IMPLICATIONS FOR NEGOTIATIONS
(a) Global Goal: In the negotiations on global goal, developing countries have argued that a decision on a global goal (whether temperature limit or global emissions reduction) should be in the context of equity and to be preceded by a paradigm for the equitable sharing of the atmospheric space or resource. This should also be the case for the wording on a global peaking year.
This is a correct position because the global goals for temperature and emissions reduction have implications for the responsibilities of developing countries or for their options in their emissions and thus their economic pathways. This principle of equity in the sharing of atmospheric space has to be operationalised with the use of carbon budget and debt concepts. The data on fair shares and actual emissions and thus on debt/surplus also have major implications for the sharing of the carbon space in the 2010-2050 period, and thus of the allocation of emission obligations and rights as would be expressed in the shared vision’s important element of “global goal for emissions reduction.”
(b) Mitigation: The concepts and figures on cumulative emissions and carbon debt/surplus make it clear that Annex I parties must continue to “take the lead” in emissions reduction. If developed countries undertake only weak targets for the next commitment period and their emissions are only reduced a little (or even increases), then there is even less carbon space left for developing countries. The present pledges made either in the Copenhagen Accord/ Cancun pledges or Kyoto Protocol are far from adequate. Various analyses show that the Annex I (including the US) pledges add up collectively to only a 16% reduction (by 2020 compared to 1990) at best and if loopholes (through LULUCF and AAUs) are taken into account there can even be a 6.5% increase in Annex I emissions.

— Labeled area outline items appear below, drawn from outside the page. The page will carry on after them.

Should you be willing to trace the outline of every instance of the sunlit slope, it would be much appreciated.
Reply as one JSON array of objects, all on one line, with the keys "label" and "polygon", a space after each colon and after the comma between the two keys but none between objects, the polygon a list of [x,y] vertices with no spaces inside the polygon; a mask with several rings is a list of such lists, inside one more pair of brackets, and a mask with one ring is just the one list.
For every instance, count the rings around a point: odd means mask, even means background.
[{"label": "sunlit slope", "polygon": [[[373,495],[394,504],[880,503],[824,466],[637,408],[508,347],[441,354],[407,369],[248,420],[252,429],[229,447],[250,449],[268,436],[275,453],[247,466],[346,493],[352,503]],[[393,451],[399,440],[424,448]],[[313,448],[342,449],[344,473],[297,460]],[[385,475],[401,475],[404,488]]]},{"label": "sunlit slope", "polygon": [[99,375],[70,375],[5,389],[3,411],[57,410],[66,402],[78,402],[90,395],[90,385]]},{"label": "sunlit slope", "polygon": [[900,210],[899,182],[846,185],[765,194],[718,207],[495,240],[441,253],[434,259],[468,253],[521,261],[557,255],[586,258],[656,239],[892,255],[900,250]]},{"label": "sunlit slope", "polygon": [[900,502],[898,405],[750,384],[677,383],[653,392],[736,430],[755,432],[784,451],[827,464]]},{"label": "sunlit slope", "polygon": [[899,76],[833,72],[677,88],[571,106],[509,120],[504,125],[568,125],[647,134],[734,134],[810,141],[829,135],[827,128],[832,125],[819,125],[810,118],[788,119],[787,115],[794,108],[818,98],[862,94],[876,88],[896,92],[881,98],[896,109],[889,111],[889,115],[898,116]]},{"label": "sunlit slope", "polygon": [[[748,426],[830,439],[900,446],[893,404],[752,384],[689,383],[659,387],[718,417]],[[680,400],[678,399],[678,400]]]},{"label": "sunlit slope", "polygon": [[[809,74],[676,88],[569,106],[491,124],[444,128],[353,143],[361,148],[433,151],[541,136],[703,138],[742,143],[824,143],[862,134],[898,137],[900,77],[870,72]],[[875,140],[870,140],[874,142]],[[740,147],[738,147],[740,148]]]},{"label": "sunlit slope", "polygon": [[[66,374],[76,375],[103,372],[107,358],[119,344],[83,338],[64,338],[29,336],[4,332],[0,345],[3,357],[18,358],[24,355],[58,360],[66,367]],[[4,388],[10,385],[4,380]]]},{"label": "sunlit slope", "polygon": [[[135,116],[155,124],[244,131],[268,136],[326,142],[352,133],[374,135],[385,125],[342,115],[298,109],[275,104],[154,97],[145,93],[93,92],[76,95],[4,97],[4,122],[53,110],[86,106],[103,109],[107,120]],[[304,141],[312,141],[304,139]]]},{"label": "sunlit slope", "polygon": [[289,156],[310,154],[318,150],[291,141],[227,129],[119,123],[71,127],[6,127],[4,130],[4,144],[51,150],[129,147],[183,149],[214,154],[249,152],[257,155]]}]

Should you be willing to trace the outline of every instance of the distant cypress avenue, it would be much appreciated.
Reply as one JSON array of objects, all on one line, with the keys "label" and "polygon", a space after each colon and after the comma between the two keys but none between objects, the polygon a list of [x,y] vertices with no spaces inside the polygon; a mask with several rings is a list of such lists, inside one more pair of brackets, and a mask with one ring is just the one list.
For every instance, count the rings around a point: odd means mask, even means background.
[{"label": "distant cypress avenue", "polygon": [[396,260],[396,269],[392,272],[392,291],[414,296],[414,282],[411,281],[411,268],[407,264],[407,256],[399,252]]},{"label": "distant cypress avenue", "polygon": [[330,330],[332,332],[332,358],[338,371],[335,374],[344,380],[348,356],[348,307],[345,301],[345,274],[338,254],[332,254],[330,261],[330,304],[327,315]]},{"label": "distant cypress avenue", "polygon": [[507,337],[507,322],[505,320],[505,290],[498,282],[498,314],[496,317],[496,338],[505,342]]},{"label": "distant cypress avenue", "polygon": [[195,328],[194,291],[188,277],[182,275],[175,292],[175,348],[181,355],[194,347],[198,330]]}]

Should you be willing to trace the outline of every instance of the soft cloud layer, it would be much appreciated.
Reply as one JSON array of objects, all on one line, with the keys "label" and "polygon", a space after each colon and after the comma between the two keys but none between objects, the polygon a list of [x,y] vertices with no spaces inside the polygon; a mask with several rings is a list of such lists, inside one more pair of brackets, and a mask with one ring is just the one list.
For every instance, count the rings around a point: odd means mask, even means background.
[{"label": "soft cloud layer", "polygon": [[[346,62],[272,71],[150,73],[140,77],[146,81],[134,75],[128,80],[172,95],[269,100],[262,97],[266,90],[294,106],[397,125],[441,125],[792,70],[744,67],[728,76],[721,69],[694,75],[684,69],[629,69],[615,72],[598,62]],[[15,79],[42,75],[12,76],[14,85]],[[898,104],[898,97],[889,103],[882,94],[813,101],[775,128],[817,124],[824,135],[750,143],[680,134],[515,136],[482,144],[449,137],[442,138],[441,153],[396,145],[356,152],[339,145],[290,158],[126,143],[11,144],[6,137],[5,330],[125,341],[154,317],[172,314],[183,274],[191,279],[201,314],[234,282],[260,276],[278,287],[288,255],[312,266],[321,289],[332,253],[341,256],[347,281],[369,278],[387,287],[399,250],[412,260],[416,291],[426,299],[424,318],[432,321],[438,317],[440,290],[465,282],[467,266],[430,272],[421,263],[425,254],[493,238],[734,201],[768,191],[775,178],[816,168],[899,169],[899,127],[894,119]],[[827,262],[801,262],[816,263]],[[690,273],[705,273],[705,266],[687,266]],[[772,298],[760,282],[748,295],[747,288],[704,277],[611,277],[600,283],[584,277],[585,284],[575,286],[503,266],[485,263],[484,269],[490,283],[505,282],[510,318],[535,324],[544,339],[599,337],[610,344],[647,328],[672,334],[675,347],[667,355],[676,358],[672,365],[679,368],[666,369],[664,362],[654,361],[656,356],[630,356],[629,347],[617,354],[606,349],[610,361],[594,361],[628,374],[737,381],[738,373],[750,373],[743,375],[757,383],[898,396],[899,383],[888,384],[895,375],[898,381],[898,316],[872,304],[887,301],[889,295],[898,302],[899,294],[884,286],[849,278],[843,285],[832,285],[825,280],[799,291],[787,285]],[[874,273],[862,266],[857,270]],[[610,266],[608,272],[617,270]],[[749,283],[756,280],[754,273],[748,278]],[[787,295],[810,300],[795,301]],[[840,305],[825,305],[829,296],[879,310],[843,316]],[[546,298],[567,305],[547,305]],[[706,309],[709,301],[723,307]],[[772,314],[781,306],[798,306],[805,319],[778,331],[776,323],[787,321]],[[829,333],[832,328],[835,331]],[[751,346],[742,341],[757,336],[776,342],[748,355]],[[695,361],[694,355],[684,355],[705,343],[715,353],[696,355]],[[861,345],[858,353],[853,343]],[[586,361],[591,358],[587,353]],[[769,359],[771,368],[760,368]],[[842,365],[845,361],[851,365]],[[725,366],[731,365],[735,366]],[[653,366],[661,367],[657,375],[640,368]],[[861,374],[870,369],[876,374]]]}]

(c) Finance: One way in which the historical carbon debt that developed countries hold may be discharged is through payments into the Green Climate Fund. Besides this, the developed countries have obligations under the UNFCCC to meet mitigation, adaptation and capacity building expenses. The quantum of funds for discharging the carbon debt and for meeting the additional costs are large, but this is to be expected since the financial requirements of adaptation, mitigation, capacity building and technology are massive. The amounts so far announced ($10 bil a year in 2010-12 and $100 bil by 2020) are inadequate. Moreover there is no road map between 2013 and 2020 and beyond.
(d) Technology Transfer: To play their extremely ambitious and difficult role, developing countries need technology at the most affordable rates. The following measures are proposed: (1) They must have the maximum access at least cost to the best technologies; (2) Barriers to technology transfer must be addressed, including the issue of IPRs; (3) Developing countries must be assisted in the development of endogenous technology and to undertake their own R and D and develop innovation, with international support; (4) R and D activities should be financed by UNFCCC funds, and the products from these should be in the public domain; (5) Sufficient funds should be provided for technology development and transfer to developing countries.; (6) A Technology Policy Board or Council should be set up under the UNFCCC to address the technology issues.
It would be useful to have a work programme or research agenda with the objective to examine the various aspects of equity as a principle and how it is to be operationalized in various issues (mitigation, adaptation, finance, technology, global mitigation goal).The recognition and operationalizing of the equity principle will be a major gateway for the raising of environmental ambition, including in facilitating that the means of implementation can be provided in adequate amounts and appropriate forms to developing countries so that they can contribute more to the global mitigation effort as well as to meeting their adaptation needs.